Il dolore di Enrico III 

17.01.2021

Maria di Cleves, principessa di Condè, figlia del duca Francesco I, ispirò una passione violenta e profonda al re Enrico III. I poeti del tempo la celebrarono sotto il nome di Bella Maria, questa principessa che era stata la meraviglia della corte di Carlo IX per la sua bellezza e per le sue virtù, morì di parto nel palazzo del Louvre all'età di ventuno anni, era il 30 ottobre del 1574. Il principe Enrico III, appresa la notizia della sua morte, diede tutti i segni di un dolore violento, rimase parecchi giorni senza mangiare in un appartamento parato di nero. Quando si decise di riapparire in pubblico decise di indossare un abito nero tempestato di teste di morti. 
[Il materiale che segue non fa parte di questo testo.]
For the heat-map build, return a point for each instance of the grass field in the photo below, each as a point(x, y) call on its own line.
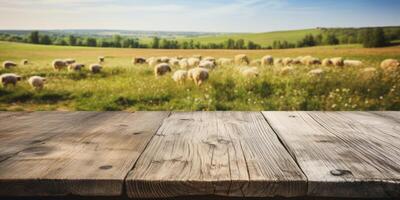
point(123, 86)
point(263, 39)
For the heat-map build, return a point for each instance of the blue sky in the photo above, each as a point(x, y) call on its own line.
point(200, 15)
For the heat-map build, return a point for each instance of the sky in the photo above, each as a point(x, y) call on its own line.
point(197, 15)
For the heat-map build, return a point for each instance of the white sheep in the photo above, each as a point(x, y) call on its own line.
point(390, 65)
point(193, 62)
point(180, 76)
point(353, 63)
point(198, 75)
point(75, 67)
point(37, 82)
point(242, 59)
point(59, 64)
point(267, 60)
point(161, 69)
point(95, 68)
point(207, 64)
point(184, 64)
point(10, 78)
point(249, 72)
point(9, 64)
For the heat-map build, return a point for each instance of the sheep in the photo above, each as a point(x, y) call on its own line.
point(368, 73)
point(316, 72)
point(95, 68)
point(353, 63)
point(198, 75)
point(287, 61)
point(69, 61)
point(101, 59)
point(161, 69)
point(138, 60)
point(249, 72)
point(326, 62)
point(278, 62)
point(184, 63)
point(180, 76)
point(9, 64)
point(309, 60)
point(59, 64)
point(286, 70)
point(174, 62)
point(9, 78)
point(256, 62)
point(224, 61)
point(75, 67)
point(390, 65)
point(242, 59)
point(193, 62)
point(337, 62)
point(37, 82)
point(24, 62)
point(207, 64)
point(267, 60)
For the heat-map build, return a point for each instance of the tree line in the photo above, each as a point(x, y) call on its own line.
point(369, 37)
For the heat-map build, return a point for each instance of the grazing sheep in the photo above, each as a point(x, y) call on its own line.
point(59, 64)
point(184, 64)
point(286, 70)
point(207, 64)
point(249, 72)
point(326, 62)
point(368, 73)
point(174, 62)
point(69, 61)
point(198, 75)
point(353, 63)
point(337, 62)
point(95, 68)
point(390, 65)
point(278, 62)
point(24, 62)
point(242, 59)
point(138, 60)
point(224, 61)
point(256, 62)
point(193, 62)
point(9, 78)
point(101, 59)
point(267, 60)
point(180, 76)
point(287, 61)
point(316, 72)
point(161, 69)
point(37, 82)
point(309, 60)
point(75, 67)
point(9, 64)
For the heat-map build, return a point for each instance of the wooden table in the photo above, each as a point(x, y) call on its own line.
point(231, 154)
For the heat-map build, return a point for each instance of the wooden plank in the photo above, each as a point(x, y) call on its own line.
point(343, 154)
point(90, 156)
point(215, 153)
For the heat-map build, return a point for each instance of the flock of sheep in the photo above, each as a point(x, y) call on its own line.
point(198, 69)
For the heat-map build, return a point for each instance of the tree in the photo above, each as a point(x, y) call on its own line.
point(45, 39)
point(34, 37)
point(156, 43)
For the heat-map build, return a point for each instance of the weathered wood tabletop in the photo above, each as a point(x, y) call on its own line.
point(232, 154)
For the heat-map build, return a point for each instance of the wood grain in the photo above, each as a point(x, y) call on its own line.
point(79, 153)
point(343, 154)
point(215, 153)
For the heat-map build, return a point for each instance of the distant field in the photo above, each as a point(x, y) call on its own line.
point(123, 86)
point(264, 39)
Questo episodio di profondo dolore è emblema della vita di questo sovrano. La sfortuna e i mali che gravavano su di lui alla fine del suo regno gli diedero un certo gusto per il macabro. Il re, di natura piuttosto emotiva, credeva che le sue sfortune, in particolare l'assenza di eredi, fossero dovute ai suoi peccati. Perciò, per espiarli, spesso si ritirava per giorni interi nei monasteri a mortificarsi.
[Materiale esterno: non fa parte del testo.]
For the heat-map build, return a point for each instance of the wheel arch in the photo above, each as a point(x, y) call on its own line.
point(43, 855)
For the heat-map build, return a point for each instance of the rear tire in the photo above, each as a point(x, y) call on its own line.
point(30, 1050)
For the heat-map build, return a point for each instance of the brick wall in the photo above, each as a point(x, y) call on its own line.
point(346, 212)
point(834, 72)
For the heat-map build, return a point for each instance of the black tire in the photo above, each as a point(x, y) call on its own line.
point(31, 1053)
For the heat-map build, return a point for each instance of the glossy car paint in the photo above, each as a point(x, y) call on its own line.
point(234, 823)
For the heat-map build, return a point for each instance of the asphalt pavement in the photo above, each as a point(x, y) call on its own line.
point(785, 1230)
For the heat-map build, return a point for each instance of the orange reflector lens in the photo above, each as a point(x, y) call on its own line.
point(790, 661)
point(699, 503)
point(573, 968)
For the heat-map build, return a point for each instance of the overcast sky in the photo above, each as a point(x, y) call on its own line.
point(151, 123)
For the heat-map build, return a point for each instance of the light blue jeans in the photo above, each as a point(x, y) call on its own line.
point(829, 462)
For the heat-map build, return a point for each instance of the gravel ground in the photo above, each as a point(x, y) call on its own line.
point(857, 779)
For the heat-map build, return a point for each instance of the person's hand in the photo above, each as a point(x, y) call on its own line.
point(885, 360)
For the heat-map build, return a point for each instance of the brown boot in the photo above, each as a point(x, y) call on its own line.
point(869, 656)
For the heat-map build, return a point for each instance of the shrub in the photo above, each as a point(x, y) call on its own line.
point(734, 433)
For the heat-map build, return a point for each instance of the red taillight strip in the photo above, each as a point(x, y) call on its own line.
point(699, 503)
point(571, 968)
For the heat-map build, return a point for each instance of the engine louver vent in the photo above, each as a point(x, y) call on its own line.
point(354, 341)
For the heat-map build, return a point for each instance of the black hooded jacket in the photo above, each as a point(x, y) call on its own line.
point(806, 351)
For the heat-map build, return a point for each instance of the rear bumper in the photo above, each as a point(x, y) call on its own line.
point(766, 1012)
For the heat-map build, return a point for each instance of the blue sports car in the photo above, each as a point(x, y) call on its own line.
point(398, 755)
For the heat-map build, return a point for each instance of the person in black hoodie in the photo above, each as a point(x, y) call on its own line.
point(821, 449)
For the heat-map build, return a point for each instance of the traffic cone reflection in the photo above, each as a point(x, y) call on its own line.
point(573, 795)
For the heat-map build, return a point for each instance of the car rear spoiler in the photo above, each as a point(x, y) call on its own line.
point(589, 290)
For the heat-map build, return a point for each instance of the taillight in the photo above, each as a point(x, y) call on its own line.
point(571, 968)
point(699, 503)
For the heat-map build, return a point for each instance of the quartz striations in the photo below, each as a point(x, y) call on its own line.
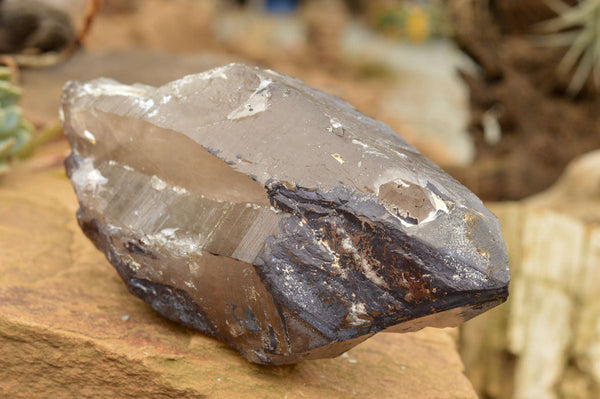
point(273, 216)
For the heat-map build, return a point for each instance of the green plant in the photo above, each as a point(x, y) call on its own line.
point(15, 131)
point(578, 28)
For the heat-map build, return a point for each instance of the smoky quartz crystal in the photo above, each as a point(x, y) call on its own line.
point(275, 217)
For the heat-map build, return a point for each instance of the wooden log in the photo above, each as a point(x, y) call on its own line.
point(545, 341)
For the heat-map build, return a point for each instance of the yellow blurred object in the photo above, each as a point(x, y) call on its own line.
point(417, 24)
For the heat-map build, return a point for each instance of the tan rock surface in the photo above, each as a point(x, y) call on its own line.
point(70, 329)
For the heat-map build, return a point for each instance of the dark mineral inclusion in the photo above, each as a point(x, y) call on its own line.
point(275, 217)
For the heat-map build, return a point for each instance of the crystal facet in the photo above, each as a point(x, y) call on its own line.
point(275, 217)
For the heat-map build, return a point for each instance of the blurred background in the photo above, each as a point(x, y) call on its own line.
point(505, 95)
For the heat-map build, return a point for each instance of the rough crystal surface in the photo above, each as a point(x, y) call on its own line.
point(275, 217)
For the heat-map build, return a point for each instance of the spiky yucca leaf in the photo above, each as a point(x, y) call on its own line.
point(578, 28)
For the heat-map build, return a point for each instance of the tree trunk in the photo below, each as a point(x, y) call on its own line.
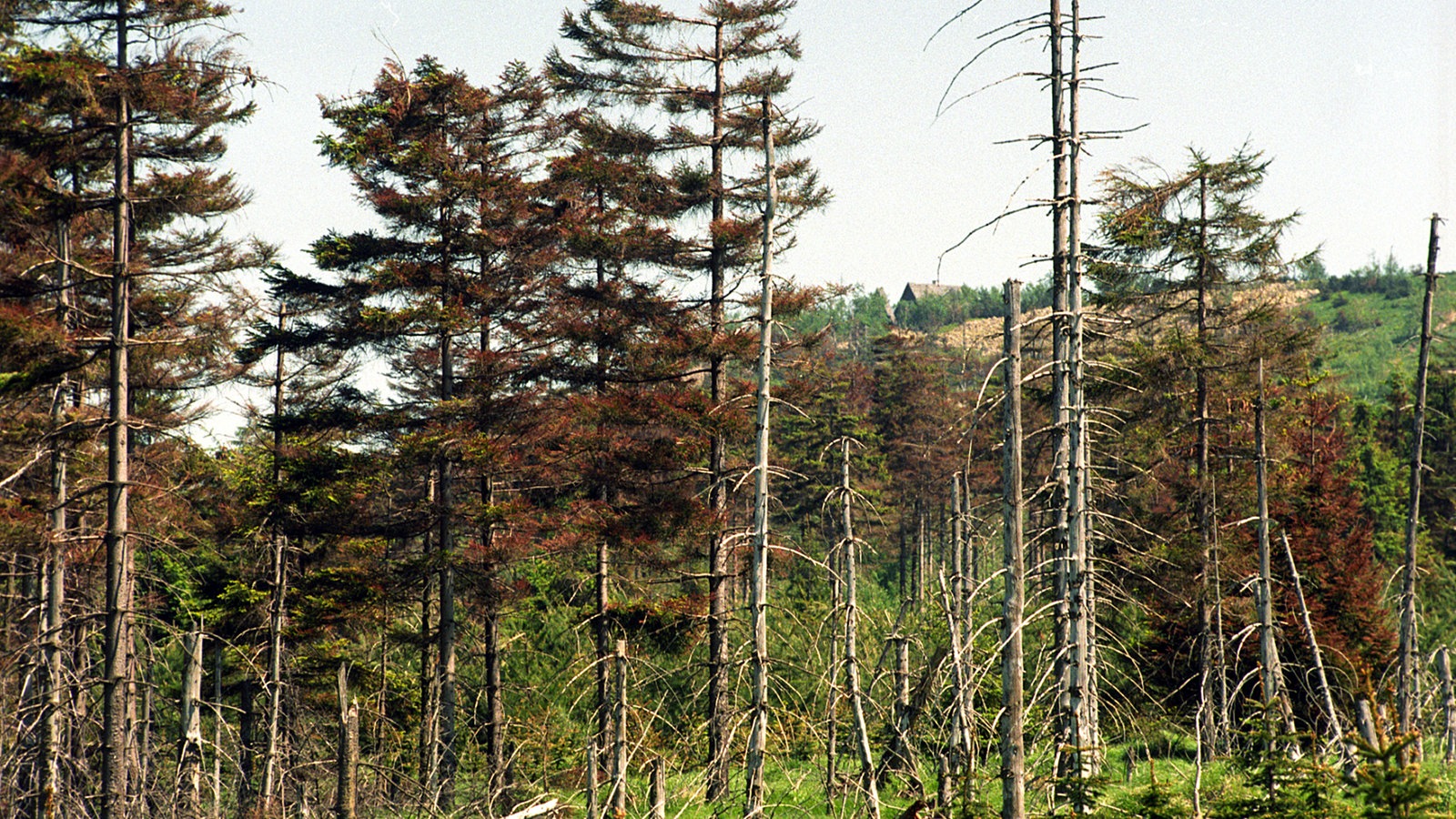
point(273, 760)
point(836, 579)
point(900, 753)
point(494, 704)
point(1012, 724)
point(659, 790)
point(593, 751)
point(1337, 731)
point(1271, 673)
point(1443, 666)
point(602, 634)
point(189, 753)
point(856, 700)
point(759, 724)
point(346, 797)
point(1065, 727)
point(619, 736)
point(116, 666)
point(429, 681)
point(53, 581)
point(1407, 697)
point(718, 548)
point(217, 729)
point(1079, 671)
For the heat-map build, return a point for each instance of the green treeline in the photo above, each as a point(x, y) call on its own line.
point(484, 537)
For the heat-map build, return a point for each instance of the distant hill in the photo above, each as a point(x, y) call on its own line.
point(1368, 331)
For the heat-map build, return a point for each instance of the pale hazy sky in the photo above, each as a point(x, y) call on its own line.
point(1351, 99)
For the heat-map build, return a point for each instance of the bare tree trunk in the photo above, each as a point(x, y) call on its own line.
point(1270, 671)
point(1365, 723)
point(494, 703)
point(659, 790)
point(116, 672)
point(593, 806)
point(856, 698)
point(189, 753)
point(718, 550)
point(900, 753)
point(1079, 671)
point(619, 736)
point(602, 634)
point(273, 760)
point(217, 729)
point(1337, 731)
point(53, 581)
point(429, 681)
point(1443, 666)
point(1012, 726)
point(836, 579)
point(346, 797)
point(759, 720)
point(961, 709)
point(1409, 702)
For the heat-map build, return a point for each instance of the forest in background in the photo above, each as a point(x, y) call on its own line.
point(506, 528)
Questa carica di oscurità che aleggiava nello spirito del sovrano è del tutto evidente in alcuni libri da lui commissionati. Esempio emblematico è l'opera qui proposta, attribuita a Clovis Eve, allora rilegatore del re, eseguita intorno al 1586-1587. Questa è una delle tredici rilegature macabre ordinate da Enrico III per i membri della Compagnie des Confrères de la Mort, confraternita creata da Enrico III nel 1585.